Cybersecurity experts at ESET have issued a stark warning about the escalating threat of AI-driven malware, highlighting its rapid integration into sophisticated attack campaigns. According to ESET’s H2 2025 Threat Report, artificial intelligence is no longer a theoretical future threat but a present reality, with attackers actively employing AI to develop and deploy new forms of malicious software that evade traditional defenses. This development signals a significant shift in the capabilities of cybercriminals.
The report details the emergence of PromptLock, identified as the first known AI-powered ransomware. This novel malware represents a critical evolution in how ransomware operates, leveraging a dual-component architecture. A static Go-written module communicates with a server hosting an AI model, utilizing hardcoded prompts to dynamically generate Lua scripts. These AI-generated scripts then execute on compromised systems, meaning the malicious code is not pre-written by human developers, making it more adaptable and harder to detect.
AI-Driven Malware Attacks and the Ransomware Economy
The adaptive capabilities of PromptLock are a key concern for cybersecurity professionals. Unlike conventional ransomware that adheres to a fixed set of instructions, PromptLock utilizes AI to create unique scripts tailored for specific tasks such as enumerating file systems, identifying and exfiltrating data, and encrypting files. This autonomous approach allows the malware to independently assess a victim’s environment and decide on the most effective course of action, whether it be data theft, encryption, or destruction.
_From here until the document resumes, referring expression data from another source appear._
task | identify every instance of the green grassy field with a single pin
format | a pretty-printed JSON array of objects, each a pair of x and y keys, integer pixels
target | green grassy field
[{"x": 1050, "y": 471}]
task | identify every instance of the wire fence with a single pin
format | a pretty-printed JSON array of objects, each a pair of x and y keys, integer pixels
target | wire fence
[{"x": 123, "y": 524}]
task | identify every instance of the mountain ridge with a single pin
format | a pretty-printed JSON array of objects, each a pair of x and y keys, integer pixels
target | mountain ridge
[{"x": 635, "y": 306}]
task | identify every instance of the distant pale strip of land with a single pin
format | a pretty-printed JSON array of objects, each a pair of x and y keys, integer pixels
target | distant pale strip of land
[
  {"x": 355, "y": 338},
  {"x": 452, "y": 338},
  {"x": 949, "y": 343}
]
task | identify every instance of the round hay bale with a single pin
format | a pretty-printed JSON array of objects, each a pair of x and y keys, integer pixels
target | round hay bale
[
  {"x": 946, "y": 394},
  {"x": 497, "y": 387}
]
Furthermore, PromptLock incorporates a sophisticated feedback loop designed to enhance the reliability of AI-generated code. When the dynamically generated Lua scripts are executed, the malware captures logs of their performance and sends this information back to the AI model. This allows the AI to refine its script generation based on the feedback, correcting any functional errors and ensuring the effectiveness of its actions. This iterative process allows AI-driven malware to achieve a high degree of reliability despite the inherently non-deterministic nature of language models.
The implications of this advancement extend beyond PromptLock. ESET researchers have also identified other AI-driven threats, including PromptFlux, which uses the Gemini AI model to rewrite dropper source code for maintaining persistence on compromised systems, and PromptSteal, designed to generate Windows commands aimed at harvesting sensitive documents. These examples illustrate a broader trend of attackers integrating AI into various stages of the attack lifecycle.
Meanwhile, the ransomware-as-a-service (RaaS) market has witnessed a period of explosive growth. Publicly reported ransomware victims, often detailed on dedicated leak sites, have already surpassed the total number of victims reported in 2024, with projections indicating a substantial 40 percent year-over-year increase. Dominant ransomware groups like Qilin and Akira continue to pose significant threats, while newer entities such as Warlock are introducing advanced evasion techniques designed to circumvent modern endpoint detection and response (EDR) tools, further complicating defense strategies.
The convergence of increasingly sophisticated AI-driven malware attacks and a booming ransomware economy presents a critical and urgent security imperative for organizations globally. The ability of attackers to leverage AI for custom code generation and adaptive attack strategies, coupled with the widespread availability of ransomware services, demands a proactive and evolving approach to cybersecurity defense.
Looking ahead, organizations are expected to accelerate the adoption of AI-powered security solutions to counter these evolving threats. The effectiveness of these AI defenses will likely be a key factor in the ongoing arms race between cybercriminals and security professionals. However, the continuous innovation in AI-driven attack methods means that vigilance and continuous adaptation will remain paramount in the face of these growing challenges.